We are not using exception handling while trying to catch the error so the error doesn't get printed in this case.

I added exception handling for the cell where you run the crawl in your fork. Please try again using this below

from dpk_connector import crawl, shutdown
import nest_asyncio
import os
from my_utils import get_mime_type, get_filename_from_url
from dpk_connector.core.utils import validate_url

# Enable a nested event loop run for the crawler inside Jupyter Notebook
nest_asyncio.apply()

# Initialize counters
retrieved_pages = 0
saved_pages = 0

# Callback function to be executed at the retrieval of each page during a crawl
def on_downloaded(url: str, body: bytes, headers: dict) -> None:
    global retrieved_pages, saved_pages
    try:
        retrieved_pages += 1
        if saved_pages < MY_CONFIG.CRAWL_MAX_DOWNLOADS:
            print(f"Visited url: {url}")

        # Get mime_type of retrieved page
        mime_type = get_mime_type(body)

        # Save the page if it is a PDF to only download research papers
        if MY_CONFIG.CRAWL_MIME_TYPE in mime_type.lower():
            filename = get_filename_from_url(url)
            local_file_path = os.path.join(MY_CONFIG.INPUT_DIR, filename)
            print(local_file_path)

            with open(local_file_path, 'wb') as f:
                f.write(body)

            if saved_pages < MY_CONFIG.CRAWL_MAX_DOWNLOADS:
                print(f"Saved contents of url: {url}")
            saved_pages += 1
    except Exception as e:
        print(f"Error while saving downloaded content: {e}")

# Define a user agent
user_agent = "dpk-connector"

# Function to run the crawl
async def run_my_crawl():
    try:
        crawl(
            [MY_CONFIG.CRAWL_URL_BASE],
            on_downloaded,
            user_agent=user_agent,
            depth_limit=MY_CONFIG.CRAWL_MAX_DEPTH,
            path_focus=True,
            download_limit=MY_CONFIG.MAX_DOWNLOADS
        )
        return "Crawl is done"
    except Exception as e:
        return f"Error during crawl: {e}"

# Run the crawl
await run_my_crawl()
sujee commented 2 weeks ago

HI @Qiragg good catch. I will test with this. thank you! :smile:

sujee commented 2 weeks ago

another question @Qiragg

is saving the content to local file left to the call back function?

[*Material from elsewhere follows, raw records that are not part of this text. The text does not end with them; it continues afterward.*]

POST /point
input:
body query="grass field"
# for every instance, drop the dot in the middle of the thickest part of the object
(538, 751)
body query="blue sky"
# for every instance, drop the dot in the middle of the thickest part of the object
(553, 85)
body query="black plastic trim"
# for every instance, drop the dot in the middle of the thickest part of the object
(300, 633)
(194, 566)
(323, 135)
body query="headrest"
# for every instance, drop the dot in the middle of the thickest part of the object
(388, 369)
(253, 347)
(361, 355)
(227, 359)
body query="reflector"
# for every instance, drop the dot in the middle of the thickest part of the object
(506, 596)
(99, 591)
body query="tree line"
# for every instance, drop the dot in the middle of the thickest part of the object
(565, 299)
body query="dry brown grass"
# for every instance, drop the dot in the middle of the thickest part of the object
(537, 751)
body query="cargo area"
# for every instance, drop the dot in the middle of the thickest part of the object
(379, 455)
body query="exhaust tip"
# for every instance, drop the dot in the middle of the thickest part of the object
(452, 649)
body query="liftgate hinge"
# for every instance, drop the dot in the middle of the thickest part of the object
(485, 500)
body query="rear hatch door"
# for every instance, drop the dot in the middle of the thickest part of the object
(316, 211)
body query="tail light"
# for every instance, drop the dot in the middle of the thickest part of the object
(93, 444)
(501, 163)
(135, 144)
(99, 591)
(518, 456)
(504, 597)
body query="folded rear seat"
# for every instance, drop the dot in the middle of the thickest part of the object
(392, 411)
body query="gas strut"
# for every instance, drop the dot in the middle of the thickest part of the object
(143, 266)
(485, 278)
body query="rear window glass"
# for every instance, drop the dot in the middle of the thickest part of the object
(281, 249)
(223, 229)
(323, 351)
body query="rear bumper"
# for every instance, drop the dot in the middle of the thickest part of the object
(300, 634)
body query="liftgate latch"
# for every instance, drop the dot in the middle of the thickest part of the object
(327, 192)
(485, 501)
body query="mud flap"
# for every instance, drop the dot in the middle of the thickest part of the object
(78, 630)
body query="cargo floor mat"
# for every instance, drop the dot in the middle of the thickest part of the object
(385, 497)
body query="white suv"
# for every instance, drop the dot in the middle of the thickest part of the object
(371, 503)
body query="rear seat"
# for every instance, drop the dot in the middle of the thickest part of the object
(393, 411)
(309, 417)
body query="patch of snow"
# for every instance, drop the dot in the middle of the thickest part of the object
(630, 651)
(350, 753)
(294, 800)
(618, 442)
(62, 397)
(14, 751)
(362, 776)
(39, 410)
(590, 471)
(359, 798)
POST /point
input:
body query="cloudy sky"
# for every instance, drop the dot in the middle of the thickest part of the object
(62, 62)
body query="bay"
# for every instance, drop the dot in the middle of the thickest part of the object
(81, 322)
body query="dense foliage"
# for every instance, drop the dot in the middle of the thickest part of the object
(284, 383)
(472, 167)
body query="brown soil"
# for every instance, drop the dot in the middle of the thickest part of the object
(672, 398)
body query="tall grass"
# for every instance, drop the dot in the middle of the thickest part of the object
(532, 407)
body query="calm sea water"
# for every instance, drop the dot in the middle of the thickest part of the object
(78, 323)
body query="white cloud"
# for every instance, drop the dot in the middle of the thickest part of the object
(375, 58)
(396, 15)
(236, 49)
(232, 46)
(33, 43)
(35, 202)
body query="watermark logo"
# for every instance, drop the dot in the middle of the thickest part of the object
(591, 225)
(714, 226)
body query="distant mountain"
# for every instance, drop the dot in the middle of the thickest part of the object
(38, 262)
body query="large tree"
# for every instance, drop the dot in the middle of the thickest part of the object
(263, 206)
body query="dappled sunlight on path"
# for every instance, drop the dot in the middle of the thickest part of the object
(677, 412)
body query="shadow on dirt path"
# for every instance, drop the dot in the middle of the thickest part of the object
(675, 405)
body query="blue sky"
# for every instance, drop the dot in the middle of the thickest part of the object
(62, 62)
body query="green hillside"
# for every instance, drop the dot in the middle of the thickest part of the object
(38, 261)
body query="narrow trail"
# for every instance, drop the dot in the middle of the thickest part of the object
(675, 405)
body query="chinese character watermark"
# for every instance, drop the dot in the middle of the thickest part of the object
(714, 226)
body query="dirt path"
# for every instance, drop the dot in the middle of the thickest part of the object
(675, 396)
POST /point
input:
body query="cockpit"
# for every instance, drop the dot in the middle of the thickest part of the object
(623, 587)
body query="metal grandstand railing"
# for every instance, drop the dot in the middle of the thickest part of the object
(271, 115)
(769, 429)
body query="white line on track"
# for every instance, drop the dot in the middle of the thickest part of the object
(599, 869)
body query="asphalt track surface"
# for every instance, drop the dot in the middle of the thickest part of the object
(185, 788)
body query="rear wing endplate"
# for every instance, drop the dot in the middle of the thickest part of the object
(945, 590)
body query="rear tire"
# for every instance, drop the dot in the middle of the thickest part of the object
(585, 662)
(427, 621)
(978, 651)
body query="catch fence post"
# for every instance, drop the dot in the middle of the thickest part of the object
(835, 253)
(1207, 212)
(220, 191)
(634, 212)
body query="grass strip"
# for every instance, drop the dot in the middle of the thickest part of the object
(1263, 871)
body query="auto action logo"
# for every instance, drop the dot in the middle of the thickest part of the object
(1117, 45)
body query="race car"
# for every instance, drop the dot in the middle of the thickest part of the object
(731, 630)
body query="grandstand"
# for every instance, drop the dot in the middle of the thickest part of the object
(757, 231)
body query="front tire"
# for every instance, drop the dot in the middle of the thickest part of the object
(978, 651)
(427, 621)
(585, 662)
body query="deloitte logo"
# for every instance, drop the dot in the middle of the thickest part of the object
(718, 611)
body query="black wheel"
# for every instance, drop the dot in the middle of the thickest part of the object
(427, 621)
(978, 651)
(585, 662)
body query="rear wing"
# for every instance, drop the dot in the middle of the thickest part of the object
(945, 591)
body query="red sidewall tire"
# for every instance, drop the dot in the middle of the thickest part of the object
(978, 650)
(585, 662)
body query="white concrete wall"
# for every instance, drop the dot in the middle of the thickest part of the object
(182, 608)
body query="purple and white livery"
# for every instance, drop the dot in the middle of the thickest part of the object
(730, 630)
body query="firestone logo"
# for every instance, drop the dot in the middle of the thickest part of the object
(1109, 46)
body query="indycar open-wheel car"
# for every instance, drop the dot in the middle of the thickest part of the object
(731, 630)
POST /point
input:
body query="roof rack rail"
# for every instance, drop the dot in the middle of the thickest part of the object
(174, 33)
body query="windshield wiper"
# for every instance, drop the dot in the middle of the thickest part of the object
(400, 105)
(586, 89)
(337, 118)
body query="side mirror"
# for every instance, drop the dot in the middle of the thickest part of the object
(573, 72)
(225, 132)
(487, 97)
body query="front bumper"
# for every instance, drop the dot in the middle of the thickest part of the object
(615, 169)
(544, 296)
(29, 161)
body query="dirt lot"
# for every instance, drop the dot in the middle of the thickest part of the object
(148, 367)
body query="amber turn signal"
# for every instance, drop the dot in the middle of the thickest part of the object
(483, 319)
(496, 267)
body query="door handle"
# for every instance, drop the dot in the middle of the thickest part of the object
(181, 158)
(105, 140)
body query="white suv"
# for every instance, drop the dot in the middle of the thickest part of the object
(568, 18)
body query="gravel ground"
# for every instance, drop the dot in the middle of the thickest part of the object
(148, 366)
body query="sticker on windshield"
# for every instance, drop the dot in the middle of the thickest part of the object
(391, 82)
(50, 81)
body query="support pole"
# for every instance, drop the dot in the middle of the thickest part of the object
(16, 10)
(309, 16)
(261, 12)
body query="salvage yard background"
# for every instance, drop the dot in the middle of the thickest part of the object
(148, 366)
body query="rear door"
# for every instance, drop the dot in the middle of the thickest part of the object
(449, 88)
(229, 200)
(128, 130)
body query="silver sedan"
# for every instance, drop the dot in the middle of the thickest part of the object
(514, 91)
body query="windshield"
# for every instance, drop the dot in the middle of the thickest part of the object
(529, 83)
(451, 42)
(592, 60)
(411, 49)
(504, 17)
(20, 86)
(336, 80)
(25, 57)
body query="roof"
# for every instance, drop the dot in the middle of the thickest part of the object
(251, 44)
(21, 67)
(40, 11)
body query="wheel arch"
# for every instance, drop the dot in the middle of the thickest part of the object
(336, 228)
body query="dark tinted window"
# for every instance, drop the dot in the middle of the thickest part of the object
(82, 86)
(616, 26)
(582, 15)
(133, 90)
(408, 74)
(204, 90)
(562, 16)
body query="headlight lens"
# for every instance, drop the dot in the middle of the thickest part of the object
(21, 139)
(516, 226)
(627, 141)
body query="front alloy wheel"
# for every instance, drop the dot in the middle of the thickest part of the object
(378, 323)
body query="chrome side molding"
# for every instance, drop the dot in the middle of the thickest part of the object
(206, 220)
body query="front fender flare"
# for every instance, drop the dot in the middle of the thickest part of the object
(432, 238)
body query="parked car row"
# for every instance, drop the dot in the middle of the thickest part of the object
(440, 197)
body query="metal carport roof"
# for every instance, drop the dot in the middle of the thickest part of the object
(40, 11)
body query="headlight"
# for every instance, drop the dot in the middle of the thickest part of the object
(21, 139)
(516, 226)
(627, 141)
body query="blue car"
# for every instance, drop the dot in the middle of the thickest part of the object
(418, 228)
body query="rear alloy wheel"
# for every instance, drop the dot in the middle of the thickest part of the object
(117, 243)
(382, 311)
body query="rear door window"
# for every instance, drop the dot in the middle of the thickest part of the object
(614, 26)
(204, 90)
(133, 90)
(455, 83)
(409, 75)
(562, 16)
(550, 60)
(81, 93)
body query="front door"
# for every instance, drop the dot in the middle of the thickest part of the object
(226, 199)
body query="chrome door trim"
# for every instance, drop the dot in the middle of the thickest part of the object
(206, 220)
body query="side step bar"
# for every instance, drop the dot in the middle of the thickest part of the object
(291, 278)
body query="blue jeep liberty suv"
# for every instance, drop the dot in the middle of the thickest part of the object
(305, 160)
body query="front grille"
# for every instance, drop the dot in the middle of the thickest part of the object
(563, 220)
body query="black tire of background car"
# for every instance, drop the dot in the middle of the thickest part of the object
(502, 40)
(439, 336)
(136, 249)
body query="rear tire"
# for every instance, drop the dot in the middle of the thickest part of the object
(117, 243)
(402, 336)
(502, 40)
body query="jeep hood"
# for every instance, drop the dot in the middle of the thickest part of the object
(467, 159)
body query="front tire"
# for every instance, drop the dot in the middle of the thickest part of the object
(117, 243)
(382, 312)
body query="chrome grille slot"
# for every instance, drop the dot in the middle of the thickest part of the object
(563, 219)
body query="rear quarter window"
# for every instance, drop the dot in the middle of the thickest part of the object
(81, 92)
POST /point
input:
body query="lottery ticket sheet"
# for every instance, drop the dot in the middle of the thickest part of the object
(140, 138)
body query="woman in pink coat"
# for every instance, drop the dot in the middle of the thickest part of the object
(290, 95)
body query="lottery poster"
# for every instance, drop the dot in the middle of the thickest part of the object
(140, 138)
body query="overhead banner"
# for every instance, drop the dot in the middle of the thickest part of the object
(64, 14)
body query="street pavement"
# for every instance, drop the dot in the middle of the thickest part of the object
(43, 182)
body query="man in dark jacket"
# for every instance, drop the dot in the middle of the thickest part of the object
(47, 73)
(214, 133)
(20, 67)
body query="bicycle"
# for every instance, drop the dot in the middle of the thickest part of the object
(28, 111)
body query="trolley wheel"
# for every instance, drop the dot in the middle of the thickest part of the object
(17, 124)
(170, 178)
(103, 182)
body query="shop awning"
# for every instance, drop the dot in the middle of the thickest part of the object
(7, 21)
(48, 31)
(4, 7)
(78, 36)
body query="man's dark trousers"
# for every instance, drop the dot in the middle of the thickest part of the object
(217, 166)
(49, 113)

Qiragg commented 2 weeks ago

another question @Qiragg

is saving the content to local file left to the call back function?

Yes.

The core crawler only retrieves the content. Doing anything with the crawled content is the choice of the user which can be decided in the callback function. We do not provide out-of-the-box support for that in the core library.

Qiragg commented 2 weeks ago

@touma-I I would mark this issue as resolved and close it. cc: @sujee

sujee commented 2 weeks ago

@Qiragg quick question: Can we make sure any exception from call back function is logged , so we are aware of any errors. I think this should be done in the core. thoughts?

Qiragg commented 2 weeks ago

@sujee the callback function is user-defined and not part of the core? I didn't understand your requirement.